My mom had struggled with drug addiction on and off for many years.  Rickey’s death sent her into a deep depression and downward spiral. She left for days at a time, leaving me to raise my younger siblings.  At the age of 12, I was now responsible for the daily chores of the family cooking, cleaning, as well laundry. I remember asking some of my classmates if they could help do my younger sister’s hair.  I made sure we all went to school every day. For a nice amount of time, I was primarily responsible for them until I went to live with my dad in a different part of the city. 

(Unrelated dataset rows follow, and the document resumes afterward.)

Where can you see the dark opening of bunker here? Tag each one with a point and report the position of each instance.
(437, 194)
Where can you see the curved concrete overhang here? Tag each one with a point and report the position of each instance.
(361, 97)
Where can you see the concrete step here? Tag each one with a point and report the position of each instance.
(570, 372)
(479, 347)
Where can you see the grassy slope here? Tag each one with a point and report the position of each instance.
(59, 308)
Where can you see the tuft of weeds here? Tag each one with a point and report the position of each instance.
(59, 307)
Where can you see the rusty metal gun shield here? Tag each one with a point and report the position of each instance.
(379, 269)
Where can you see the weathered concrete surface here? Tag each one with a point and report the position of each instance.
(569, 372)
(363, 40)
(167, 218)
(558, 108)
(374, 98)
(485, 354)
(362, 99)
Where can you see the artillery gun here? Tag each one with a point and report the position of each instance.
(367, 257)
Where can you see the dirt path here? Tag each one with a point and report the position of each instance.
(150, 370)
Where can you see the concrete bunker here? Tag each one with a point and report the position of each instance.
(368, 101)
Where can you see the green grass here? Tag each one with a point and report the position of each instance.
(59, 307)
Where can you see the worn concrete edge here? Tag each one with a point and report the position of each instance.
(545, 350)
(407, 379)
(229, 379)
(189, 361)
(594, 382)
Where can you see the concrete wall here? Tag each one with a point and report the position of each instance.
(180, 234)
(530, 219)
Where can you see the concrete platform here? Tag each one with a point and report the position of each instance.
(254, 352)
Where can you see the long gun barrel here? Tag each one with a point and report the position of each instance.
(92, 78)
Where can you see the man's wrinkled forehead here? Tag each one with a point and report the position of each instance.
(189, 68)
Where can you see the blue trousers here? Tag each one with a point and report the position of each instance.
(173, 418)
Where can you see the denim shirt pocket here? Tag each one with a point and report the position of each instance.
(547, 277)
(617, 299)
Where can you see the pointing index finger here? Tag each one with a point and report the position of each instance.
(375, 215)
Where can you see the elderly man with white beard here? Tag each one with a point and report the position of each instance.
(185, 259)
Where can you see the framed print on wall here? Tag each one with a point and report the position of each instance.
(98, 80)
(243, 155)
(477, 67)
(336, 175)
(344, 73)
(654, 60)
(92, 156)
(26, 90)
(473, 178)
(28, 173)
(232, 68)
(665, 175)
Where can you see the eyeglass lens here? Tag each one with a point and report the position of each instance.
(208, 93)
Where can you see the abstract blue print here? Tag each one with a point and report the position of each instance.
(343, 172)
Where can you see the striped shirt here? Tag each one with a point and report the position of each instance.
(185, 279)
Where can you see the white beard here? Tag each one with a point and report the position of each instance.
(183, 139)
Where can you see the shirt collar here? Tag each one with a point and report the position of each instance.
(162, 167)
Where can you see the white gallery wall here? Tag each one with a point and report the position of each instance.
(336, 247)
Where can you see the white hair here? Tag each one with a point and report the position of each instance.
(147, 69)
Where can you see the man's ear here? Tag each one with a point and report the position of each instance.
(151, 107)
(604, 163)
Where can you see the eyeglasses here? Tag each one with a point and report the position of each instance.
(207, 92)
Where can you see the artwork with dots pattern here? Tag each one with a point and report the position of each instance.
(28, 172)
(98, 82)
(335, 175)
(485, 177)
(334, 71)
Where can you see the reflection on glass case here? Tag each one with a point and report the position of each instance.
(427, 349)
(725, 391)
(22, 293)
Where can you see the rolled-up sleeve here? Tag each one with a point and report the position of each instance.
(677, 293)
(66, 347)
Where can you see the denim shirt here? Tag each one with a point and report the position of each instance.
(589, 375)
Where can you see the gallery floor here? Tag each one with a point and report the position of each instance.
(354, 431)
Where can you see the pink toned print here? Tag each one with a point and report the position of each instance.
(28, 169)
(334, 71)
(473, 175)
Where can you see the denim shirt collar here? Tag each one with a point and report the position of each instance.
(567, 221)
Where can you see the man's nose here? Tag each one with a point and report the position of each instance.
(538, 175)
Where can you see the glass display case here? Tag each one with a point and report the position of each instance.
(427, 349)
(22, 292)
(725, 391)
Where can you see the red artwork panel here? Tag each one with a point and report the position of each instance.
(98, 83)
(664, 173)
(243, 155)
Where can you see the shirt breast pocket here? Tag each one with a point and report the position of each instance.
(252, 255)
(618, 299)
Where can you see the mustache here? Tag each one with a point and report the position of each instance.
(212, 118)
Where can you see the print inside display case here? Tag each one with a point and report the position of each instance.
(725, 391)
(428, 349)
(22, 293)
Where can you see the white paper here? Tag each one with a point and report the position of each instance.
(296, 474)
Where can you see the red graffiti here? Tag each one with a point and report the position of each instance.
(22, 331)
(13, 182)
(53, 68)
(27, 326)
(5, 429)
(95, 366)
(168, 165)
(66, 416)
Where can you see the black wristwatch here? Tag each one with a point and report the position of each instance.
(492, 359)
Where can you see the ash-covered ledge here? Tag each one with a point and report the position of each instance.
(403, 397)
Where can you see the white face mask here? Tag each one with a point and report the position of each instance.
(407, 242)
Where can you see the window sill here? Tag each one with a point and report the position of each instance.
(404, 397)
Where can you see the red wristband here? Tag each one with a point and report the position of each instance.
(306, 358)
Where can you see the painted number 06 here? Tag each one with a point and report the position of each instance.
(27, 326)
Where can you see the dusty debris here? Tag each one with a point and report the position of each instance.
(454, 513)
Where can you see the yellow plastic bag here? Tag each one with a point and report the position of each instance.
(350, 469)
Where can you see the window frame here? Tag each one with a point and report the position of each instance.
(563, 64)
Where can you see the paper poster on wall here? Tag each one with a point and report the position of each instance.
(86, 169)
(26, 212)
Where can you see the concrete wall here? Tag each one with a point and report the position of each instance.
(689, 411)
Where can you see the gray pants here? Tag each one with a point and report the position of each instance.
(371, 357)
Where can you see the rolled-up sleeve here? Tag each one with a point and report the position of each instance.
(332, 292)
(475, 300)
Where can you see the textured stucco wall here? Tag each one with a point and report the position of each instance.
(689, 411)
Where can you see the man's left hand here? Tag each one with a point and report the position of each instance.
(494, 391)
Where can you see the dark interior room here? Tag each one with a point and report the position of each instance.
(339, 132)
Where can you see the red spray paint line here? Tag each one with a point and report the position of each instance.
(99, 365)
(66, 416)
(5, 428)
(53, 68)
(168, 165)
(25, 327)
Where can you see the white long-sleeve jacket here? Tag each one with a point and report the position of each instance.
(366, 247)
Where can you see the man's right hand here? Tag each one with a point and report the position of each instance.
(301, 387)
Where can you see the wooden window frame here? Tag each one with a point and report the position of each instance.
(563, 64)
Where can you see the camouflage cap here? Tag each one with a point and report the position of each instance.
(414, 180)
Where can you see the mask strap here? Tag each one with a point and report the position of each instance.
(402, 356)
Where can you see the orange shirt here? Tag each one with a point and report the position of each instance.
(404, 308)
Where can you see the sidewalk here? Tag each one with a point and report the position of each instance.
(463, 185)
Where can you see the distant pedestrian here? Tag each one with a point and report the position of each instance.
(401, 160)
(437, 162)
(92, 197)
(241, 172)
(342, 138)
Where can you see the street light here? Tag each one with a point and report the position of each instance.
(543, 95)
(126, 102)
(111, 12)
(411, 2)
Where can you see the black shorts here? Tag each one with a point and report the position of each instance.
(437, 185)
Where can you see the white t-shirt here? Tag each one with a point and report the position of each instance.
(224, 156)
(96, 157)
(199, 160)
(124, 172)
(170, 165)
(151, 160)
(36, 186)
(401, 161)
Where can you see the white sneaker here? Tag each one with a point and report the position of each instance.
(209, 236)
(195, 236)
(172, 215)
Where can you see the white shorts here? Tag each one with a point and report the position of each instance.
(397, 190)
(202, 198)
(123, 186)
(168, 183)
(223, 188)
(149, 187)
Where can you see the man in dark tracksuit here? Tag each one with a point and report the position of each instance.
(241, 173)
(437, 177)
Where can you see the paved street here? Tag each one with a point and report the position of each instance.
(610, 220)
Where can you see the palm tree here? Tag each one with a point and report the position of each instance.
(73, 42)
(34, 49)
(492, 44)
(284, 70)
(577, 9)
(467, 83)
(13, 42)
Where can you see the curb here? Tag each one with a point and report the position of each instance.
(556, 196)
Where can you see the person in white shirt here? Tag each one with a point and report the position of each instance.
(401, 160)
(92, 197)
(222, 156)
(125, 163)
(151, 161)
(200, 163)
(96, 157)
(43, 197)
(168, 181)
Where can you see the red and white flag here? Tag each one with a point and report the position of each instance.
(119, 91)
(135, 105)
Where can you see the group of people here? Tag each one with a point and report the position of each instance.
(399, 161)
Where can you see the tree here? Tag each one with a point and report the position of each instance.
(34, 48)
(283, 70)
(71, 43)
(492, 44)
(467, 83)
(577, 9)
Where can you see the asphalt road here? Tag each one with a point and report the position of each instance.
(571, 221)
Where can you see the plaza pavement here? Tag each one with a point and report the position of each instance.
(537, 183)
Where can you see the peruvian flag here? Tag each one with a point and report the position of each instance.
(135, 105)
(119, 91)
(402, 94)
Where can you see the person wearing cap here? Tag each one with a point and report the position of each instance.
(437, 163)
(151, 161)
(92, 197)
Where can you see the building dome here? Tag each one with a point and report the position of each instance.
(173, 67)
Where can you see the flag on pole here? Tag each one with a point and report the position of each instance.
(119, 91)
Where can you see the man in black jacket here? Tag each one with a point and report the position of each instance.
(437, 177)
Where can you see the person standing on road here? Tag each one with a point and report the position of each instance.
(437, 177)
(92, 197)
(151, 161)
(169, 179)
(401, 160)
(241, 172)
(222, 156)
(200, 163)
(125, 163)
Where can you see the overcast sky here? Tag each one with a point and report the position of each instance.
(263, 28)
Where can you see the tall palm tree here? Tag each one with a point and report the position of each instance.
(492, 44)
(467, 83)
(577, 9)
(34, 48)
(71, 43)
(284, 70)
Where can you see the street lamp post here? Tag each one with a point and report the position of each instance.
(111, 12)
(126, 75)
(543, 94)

My life would take some twists and turns before landing me at Sunshine.  As a young man (21), I had a baby daughter and was working hard to provide for us, but made some bad choices and I ended up going to prison for a few years. I had become a Christian previously, but God used that time to really wake me up.  I became more serious about my faith and what God wanted for my life. As a child (6) I was involved with the Big Brothers Big Sisters program and I stayed in touch with my mentor’s family throughout my life. When I was released, they put me in touch with Sunshine to see if there were some opportunities for work and whatnot.  I started out working at our front desk, greeting people and doing custodial maintenance work. But my passion for working with youth was evident and now I run our middle school programs as well as coach basketball for our young men. I also married my daughter’s mother and we have another daughter now too.   

Now as an adult, I had been learning to cope with my own trauma through humor or refocusing my energy on pouring into the kids I work with.  But when we started to learn more about trauma and the long-term effects it can have on people, I really started to see my own need to face my pain and work through it.  And almost all the kids we work with at Sunshine (yes 300 a year!) have been affected in some way by gun violence- whether it’s a relative, a friend, or a neighbor they know.  God continues to give me grace. Each time we lose one of our students, however, I am brought right back to my own trauma. Our training in trauma has helped, but can only scratch the surface. Pray with us as we continue to address the trauma of our students and staff.